Condenação à prisão perpétua por insurreição
O ex-presidente foi considerado culpado por liderar uma insurreição na declaração de lei marcial, o que resultou em uma crise política no país. A promotoria solicitou pena de morte, argumentando a falta de 'remorso' por parte de Yoon, mas a Coreia do Sul não executa sentenças de morte desde 1997.
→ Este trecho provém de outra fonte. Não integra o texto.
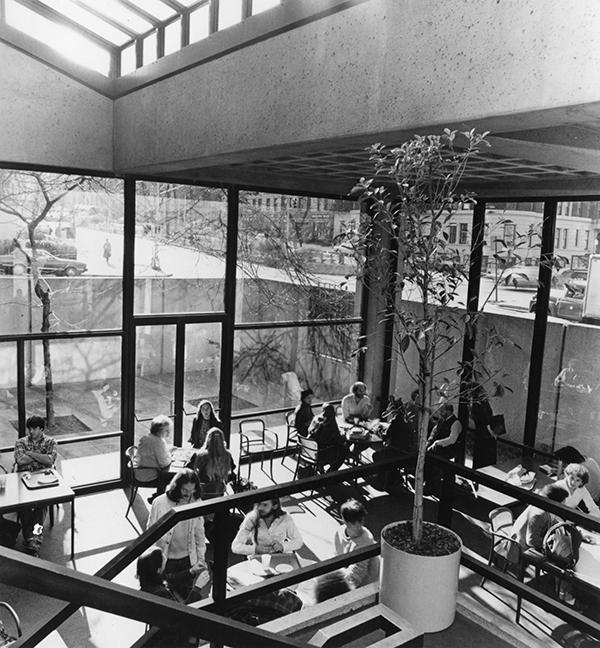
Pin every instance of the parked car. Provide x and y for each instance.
(578, 274)
(568, 306)
(521, 276)
(47, 263)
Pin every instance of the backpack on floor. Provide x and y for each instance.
(561, 544)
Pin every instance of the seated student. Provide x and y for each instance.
(356, 406)
(150, 573)
(530, 527)
(152, 458)
(574, 481)
(331, 443)
(265, 530)
(213, 464)
(568, 455)
(303, 414)
(204, 420)
(352, 535)
(184, 546)
(35, 451)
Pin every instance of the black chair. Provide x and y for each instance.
(291, 433)
(134, 482)
(254, 442)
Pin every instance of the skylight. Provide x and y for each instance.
(67, 41)
(118, 36)
(88, 20)
(116, 11)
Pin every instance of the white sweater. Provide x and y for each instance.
(194, 529)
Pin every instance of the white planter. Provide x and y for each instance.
(421, 589)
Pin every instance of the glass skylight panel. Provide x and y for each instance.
(199, 25)
(173, 37)
(128, 59)
(230, 13)
(63, 39)
(158, 9)
(150, 44)
(88, 20)
(259, 6)
(116, 11)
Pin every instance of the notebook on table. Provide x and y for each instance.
(40, 479)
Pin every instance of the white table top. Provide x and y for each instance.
(250, 572)
(16, 495)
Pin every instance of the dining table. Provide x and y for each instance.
(22, 490)
(253, 571)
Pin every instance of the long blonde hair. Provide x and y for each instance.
(218, 464)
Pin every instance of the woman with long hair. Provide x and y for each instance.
(213, 464)
(325, 431)
(204, 420)
(184, 545)
(267, 529)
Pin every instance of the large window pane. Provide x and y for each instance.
(82, 380)
(508, 288)
(272, 365)
(180, 248)
(202, 369)
(61, 252)
(154, 375)
(289, 267)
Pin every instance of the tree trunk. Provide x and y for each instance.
(44, 296)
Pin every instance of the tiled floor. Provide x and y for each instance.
(102, 531)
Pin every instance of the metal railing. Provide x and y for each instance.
(221, 602)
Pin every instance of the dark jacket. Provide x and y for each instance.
(303, 417)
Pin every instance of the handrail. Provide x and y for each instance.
(64, 583)
(219, 506)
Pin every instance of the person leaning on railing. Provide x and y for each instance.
(267, 529)
(35, 451)
(184, 545)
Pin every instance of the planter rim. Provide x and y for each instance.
(417, 555)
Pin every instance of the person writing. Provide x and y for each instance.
(352, 535)
(303, 414)
(331, 444)
(35, 451)
(152, 458)
(356, 406)
(574, 481)
(184, 546)
(213, 465)
(267, 529)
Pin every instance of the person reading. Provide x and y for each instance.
(35, 451)
(352, 535)
(356, 406)
(267, 529)
(152, 458)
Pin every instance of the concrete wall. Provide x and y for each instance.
(379, 67)
(46, 118)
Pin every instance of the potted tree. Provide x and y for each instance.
(403, 248)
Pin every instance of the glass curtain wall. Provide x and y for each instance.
(61, 260)
(291, 277)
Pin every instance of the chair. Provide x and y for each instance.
(291, 433)
(254, 442)
(133, 481)
(5, 638)
(501, 523)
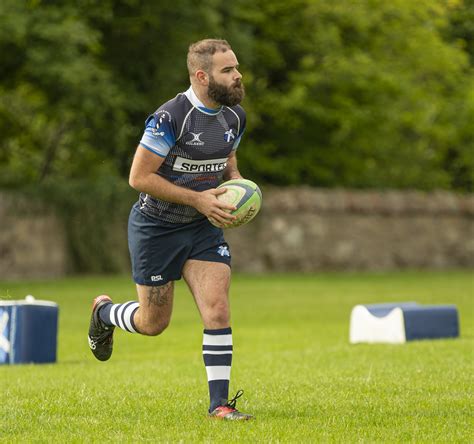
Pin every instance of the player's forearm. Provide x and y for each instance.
(231, 171)
(160, 188)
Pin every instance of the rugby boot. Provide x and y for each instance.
(100, 335)
(229, 412)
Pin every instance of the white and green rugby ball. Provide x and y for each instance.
(243, 194)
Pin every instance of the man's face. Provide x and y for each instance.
(225, 87)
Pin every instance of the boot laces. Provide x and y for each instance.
(233, 401)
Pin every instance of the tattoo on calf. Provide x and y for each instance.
(158, 296)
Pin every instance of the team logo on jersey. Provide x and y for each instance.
(195, 140)
(184, 165)
(161, 116)
(229, 135)
(223, 250)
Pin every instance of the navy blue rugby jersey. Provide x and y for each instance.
(195, 143)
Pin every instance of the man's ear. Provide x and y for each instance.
(202, 77)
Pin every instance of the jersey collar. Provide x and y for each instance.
(193, 98)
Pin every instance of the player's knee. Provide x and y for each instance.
(154, 329)
(218, 314)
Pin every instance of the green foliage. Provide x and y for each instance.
(95, 216)
(342, 93)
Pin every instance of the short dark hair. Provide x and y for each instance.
(200, 54)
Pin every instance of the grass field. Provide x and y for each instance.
(302, 379)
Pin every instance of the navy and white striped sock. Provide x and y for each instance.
(217, 353)
(120, 315)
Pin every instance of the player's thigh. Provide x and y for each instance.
(209, 283)
(156, 302)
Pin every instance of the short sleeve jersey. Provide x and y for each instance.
(195, 143)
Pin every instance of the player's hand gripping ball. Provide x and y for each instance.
(243, 194)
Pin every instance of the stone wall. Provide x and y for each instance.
(300, 229)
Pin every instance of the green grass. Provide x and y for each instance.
(302, 379)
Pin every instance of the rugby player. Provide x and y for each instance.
(188, 148)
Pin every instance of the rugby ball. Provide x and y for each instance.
(243, 194)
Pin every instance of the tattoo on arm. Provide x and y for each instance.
(158, 296)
Alegações de Yoon e defesa
Durante o julgamento, Yoon defendeu que a declaração da lei marcial foi um exercício legal de sua autoridade presidencial para proteger a nação e a ordem constitucional. Sua defesa criticou a decisão como baseada em um 'roteiro pré-escrito' e afirmou que irá considerar recorrer.
Outras condenações e detalhes do caso
Além da prisão perpétua por insurreição, Yoon foi condenado a cinco anos de prisão por crimes relacionados à obstrução da justiça. Ele enfrenta um total de oito julgamentos criminais na Coreia do Sul. O juiz considerou a culpabilidade do ex-presidente como 'extremamente grave'.
Resistência e desfecho
Antes de ser preso, Yoon resistiu semanas em sua residência, protegido pela guarda presidencial. O ex-presidente foi destituído do cargo após tentativa de golpe com a imposição da lei marcial. Sua defesa pretende recorrer da sentença.
Relembre o caso e desdobramentos
O decreto da lei marcial em 2024 resultou na acusação de insurreição contra Yoon, que se tornou o primeiro presidente sul-coreano em exercício a ser detido. Mesmo após a condenação à prisão perpétua, sua defesa planeja recorrer da decisão.